Outcrop: Radical Australian Poetry of Land
Edited by Jeremy Balius and Corey Wakeling
Black Rider Press 2013
Corey Wakeling’s introduction to Outcrop: Radical Australian Poetry of Land, is a heavy read. It was written for connoisseurs of poetry, and I am not one, so most of it went over my head. I am a lover of poetry, though. Poems that are conventional in shape and yet linguistically complex resonate with me. I am also a lover of land. This land. I roadtrip often. I chase art exhibitions in Canberra and Melbourne and I visit friends who live upstate. In fact, I completed my first reading of Outcrop while on a roadtrip from Melbourne to Sydney. I followed the A1, which took me passed Eden, Bega, and Ulladulla. I could not help but see the poems in the land and the land in the poems. In Pete Spence’s poems, especially his upturned sonnet ‘Season’, I saw Melbourne’s alleyway chirpiness. In John Mateer’s ‘Auguries’, I heard birdsong and soft borders. In Peter Minter’s ‘Faecebook’, I saw sunbeams and calloused feet. And in Tim Wright’s ‘cleanskin’, I saw the peeling paint of a lakeside house in Bermagui.
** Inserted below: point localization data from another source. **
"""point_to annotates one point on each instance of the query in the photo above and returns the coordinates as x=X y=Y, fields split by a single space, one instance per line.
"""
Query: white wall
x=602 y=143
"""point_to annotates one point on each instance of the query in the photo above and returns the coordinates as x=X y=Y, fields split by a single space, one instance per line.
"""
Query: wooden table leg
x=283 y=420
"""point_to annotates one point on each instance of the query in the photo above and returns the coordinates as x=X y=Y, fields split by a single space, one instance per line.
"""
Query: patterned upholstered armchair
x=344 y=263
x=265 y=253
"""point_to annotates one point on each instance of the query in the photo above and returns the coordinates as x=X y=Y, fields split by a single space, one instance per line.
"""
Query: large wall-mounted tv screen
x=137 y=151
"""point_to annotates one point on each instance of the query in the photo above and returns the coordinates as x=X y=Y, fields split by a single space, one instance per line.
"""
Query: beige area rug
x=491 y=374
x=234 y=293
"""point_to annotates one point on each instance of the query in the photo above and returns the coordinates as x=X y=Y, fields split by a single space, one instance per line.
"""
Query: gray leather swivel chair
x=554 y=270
Astrid Lorange’s ‘Grubs’ took me from a muddy river bank near Milton to a gum-ridden motel room in Eden. Kate Fagan’s ‘Circa 1927: Realising Belief’ made me think of the purple wildflowers that spilled over the side of the highway near Nowra, nature defying human design. John Kinsella’s ‘gentle geometry’, Louis Armand’s ‘precision’, Sam Langer’s ‘mission to divide and disorientate’ – in all of that I saw straight stretches of road, bellying with hills and buckling with sky.